Here’s how it works: A crew in London will film the June 28 performance of Dion Boucicault’s comedy, with cameras stationed in the audience. Some European cinemas will broadcast the show as it happens, while movie theatres throughout the world will host limited-engagement screenings between late June and mid July.
That sounds simple enough, but NT Live represents a complex and increasingly popular entertainment genre. Not quite theatre and not quite film, it brings a hybridized experience to audiences who hunger for live performance but don’t always have access to it. Let’s call it “live-ish” art.
Though it’s been emerging for several years, the live-ish method has recently gotten a boost from New York’s Metropolitan Opera, which has broadcast performances in Times Square and in cinemas throughout the world. Rock stars like the Rolling Stones, Bruce Springsteen, and Green Day have also had concerts beamed directly into megaplexes.
But no matter what’s being featured, these broadcasts walk a delicate path. If producers are going to turn cinemas into event venues, then they have to bring the screen come to life. If they just switch on a camera and leave, then their broadcasts will feel like every lifeless YouTube video of the second grade play.
However, a broadcast can’t feel too much like a film, or audiences may feel they’re watching a typical documentary. The sense of now-or-never energy will be lost.
After overseeing five productions this season, David Sabel, the producer of NT Live, has learned a great deal about striking the balance between film and live performance.
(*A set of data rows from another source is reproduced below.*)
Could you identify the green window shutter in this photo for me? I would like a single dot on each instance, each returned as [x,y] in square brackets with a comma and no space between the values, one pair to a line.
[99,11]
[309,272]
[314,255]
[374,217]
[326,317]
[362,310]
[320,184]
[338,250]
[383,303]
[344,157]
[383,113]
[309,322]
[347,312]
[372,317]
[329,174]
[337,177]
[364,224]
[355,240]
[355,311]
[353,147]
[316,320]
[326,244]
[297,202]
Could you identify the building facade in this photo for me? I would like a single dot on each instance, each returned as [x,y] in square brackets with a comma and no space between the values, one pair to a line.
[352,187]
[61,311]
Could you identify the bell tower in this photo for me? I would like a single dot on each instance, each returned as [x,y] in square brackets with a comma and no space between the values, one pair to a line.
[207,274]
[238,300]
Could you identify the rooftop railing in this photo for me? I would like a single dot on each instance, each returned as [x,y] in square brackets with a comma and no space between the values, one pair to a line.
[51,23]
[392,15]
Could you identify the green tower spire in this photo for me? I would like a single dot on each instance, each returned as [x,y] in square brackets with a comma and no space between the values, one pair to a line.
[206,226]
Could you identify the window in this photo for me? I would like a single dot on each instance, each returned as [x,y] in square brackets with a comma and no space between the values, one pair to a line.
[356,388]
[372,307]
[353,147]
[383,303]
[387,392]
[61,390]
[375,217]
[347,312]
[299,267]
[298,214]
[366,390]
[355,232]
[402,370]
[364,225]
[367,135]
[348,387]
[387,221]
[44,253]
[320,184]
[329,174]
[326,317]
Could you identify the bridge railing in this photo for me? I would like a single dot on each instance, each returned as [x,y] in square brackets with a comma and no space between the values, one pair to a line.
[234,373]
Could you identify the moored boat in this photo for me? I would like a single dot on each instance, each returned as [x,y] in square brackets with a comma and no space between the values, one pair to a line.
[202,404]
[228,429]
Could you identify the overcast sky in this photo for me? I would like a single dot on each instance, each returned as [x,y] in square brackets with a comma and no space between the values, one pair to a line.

His first goal is honoring the play. “We want to broadcast a piece of live theatre, because it is a piece of live theatre,” he says, and he stresses that NT Live only shoots once, in front of a paying theatre audience that’s actually watching the production being recorded.
“I suspect if you shot in a studio, like a film, with no audience present, you would have a very different product,” he continues. “But the actors are playing and responding to a unique audience, just as they do every night. What we have found from audience feedback is that we are not making a movie of a play, but rather we are transforming cinemas into something that resembles a theatre.”
But here’s the true paradox: It takes cinematic tricks to make a movie screen feel like a stage.
For instance, Sabel and his team often keep the audience in the frame, recalling how stand-up comedy films let us see the crowd. “People want to applaud, even though the performers in London can’t hear them,” he says. “Seeing the audience in London sort of addresses that need.”
Camera techniques also guide the viewer’s eye. Certain areas of the stage are highlighted during key moments, for instance, and cameras may cut between bickering actors to emphasize their comic timing.
Sabel says, “We almost try to film it the way you might film a live sports event. We try to take you where we think you want to be looking.”
Meanwhile, some elements of the “event experience” have nothing to do with the play. Each movie theatre only screens the performance one or two times, which emphasizes the ephemerality of a live event, and the NT Live productions can only be seen in a cinema, not on television or on a laptop. “You need that sense of being in an audience with other people,” Sabel says. “You are sharing in a collective, theatrical experience, which is very different from a film.”
But for all this, NT Live does occasionally feel like a night at the movies.
Before the show and during intermission, theatres screen DVD-extra-style featurettes that include everything from set tours to actor interviews. On the technical side, the National erects special platforms just for the cameras, and it operates lighting instruments at more intense levels so that cameras can pick up the subtleties of a lighting design.
Cameras can also clarify storytelling. Earlier this season, NT Live taped a performance of Alan Bennett’s The Habit of Art, which uses a play-within-a-play structure. When the characters were “in rehearsal,” NT Live used an in-your-face, handheld filming style, and when the characters were “performing the play,” it took a more formal visual approach.
So far, people are embracing the program. Granted, there have been a few technical problems, and there will always be people who are understandably dubious about seeing a play at the movies, but reviews of the broadcasts have been strong and ticket sales have been encouraging. (A second season of NT Live shows will be announced next week.)
And at the end of the day, even if they can’t replicate the entire experience of live performances, live-ish broadcasts can make art available to people who would never see it otherwise. Within the parameters of the big screen, they can eliminate the distance between us and a show.